Mulberry Street. Una fotografía instantánea de luces, de clima templado. De “Hello! Hello! Please come inside for our delicious pasta rigatoni”. Y sobre mis orejas, sueños, sueños, sueños. Y bajo mis ojos, realidad, realidad, realidad.
Y ahora, ahora: Lajas. Un inicio de un verano que embiste, que ruge, que dice: “¡Buenos días, Sol! ¡Buenos días, caballos! ¡Buenos días, pájaros gigantes que no logro nombrar!”. Se borra la Mulberry Street, pero le crecen en sus limítrofes una fauna y una flora, un devastador trópico de amplitud y apertura, un devastador cielo por su grandeza que me recuerda que lo que fue era prólogo, hermoso y no, fogoso y no, pero siempre prólogo, como somos siempre que nos formamos con intención.
Y es que ayer pasó, y antes de ayer también. Mulberry Street, Bainbridge Street, Madison Street, 167th Street, el tren M, el J y el C. El A expreso, también. Nueva York es un océano que se ha invertido en construirme paredes. A veces lisas, como las de la costa en El Escambrón. A veces muy indentadas, casi como si fueran oraciones por su belleza. A veces muy toscas, rudas, texturizadas, como las de quienes vuelan por las costas de Rincón un domingo de tarde.

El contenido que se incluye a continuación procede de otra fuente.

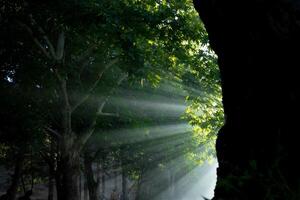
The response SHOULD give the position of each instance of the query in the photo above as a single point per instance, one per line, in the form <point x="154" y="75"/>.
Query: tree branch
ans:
<point x="95" y="84"/>
<point x="54" y="132"/>
<point x="81" y="141"/>
<point x="35" y="40"/>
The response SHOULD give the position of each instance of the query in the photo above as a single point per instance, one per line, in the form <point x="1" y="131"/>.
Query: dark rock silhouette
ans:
<point x="258" y="45"/>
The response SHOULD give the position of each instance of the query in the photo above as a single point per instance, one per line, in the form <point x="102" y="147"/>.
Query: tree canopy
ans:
<point x="129" y="86"/>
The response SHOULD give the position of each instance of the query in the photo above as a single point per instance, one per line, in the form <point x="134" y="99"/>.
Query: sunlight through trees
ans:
<point x="107" y="100"/>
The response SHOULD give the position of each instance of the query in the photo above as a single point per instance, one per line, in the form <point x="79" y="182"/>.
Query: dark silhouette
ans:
<point x="26" y="196"/>
<point x="257" y="43"/>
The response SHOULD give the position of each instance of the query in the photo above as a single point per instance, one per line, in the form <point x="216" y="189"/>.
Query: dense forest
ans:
<point x="110" y="99"/>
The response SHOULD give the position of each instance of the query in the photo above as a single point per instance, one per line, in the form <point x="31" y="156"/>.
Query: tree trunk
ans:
<point x="70" y="176"/>
<point x="51" y="185"/>
<point x="91" y="183"/>
<point x="12" y="191"/>
<point x="257" y="43"/>
<point x="103" y="184"/>
<point x="85" y="191"/>
<point x="124" y="185"/>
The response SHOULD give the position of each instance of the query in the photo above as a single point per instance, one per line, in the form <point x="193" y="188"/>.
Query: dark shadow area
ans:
<point x="257" y="43"/>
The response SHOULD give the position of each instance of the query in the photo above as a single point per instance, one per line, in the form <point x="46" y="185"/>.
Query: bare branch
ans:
<point x="60" y="46"/>
<point x="54" y="132"/>
<point x="35" y="40"/>
<point x="95" y="84"/>
<point x="85" y="136"/>
<point x="45" y="37"/>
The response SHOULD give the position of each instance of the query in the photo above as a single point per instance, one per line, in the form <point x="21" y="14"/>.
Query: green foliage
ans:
<point x="156" y="48"/>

Y, sin embargo, Nueva York, mi Nueva York, ya es tiempo de que te haga una confesión. En lugar de paredes lo que me dejaste fueron jardines, a ellos regreso cuando necesito las gotas frescas, la sal sobre mis mejillas. Lo que me dejastes fueron puentes, siempre hacia todo lo posible. Nueva York, Nueva York, sí, Nueva York, siempre eres amor.